Fig. 3: B-cell deficiency reduced the Aβ plaque burden and microglial activation in the hippocampus of AD mice.

AC show the number of Aβ plaques in APP/PS1 (A) and 3×TgAD (B) mice (n = 4–7), and representative images of immune fluorescent staining of the subiculum of WT, 3×TgAD, and 3×TgAD-BKO mice (C, Aβ plaque (green), Iba1+ microglia (red), and DAPI (blue); scale, 50 μm). D The increase of soluble Aβ1–40 and Aβ1–42 peptides in the brain of 3×TgAD mice was reversed in 3×TgAD-BKO mice. The results of ELISA in the cortex of indicated mice (n = 2–6) are shown. The B-cell deficiency did not affect expression of the transgene, as both 3×TgAD and 3×TgAD-BKO highly expressed transgenic hAPP in hippocampal neurons (E, stained with 6E10 as in BC).

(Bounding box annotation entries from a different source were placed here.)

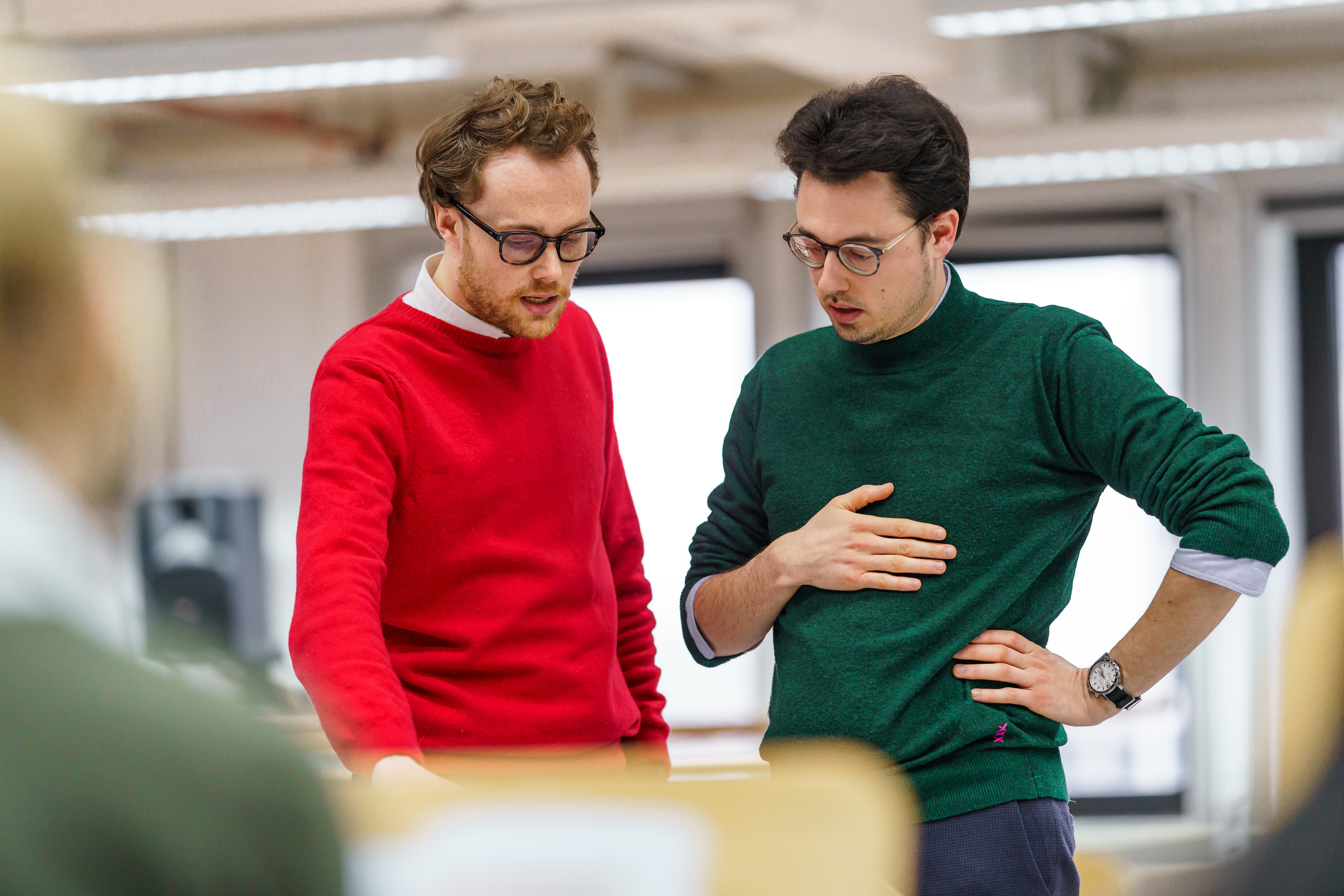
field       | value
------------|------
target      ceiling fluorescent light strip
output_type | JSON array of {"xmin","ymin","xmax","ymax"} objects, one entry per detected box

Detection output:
[
  {"xmin": 5, "ymin": 56, "xmax": 462, "ymax": 105},
  {"xmin": 929, "ymin": 0, "xmax": 1344, "ymax": 38},
  {"xmin": 970, "ymin": 138, "xmax": 1344, "ymax": 187},
  {"xmin": 82, "ymin": 140, "xmax": 1344, "ymax": 242},
  {"xmin": 81, "ymin": 196, "xmax": 425, "ymax": 242}
]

The B-cell deficiency significantly decreased the number (#) of large-sized microglia (5–20 μm2) in 3×TgAD (n= 3–9, F), but not in APP/PS1 mice (n = 4–8, G). Mean ± SEM is shown; each symbol is for a single mouse. *p < 0.05; ***p < 0.001; NS not significant in Kruskal–Wallis test (A, B, G) or one-way ANOVA(E, F).

Fig. 4: B-cell deficiency at least in part reversed the DAM phenotype.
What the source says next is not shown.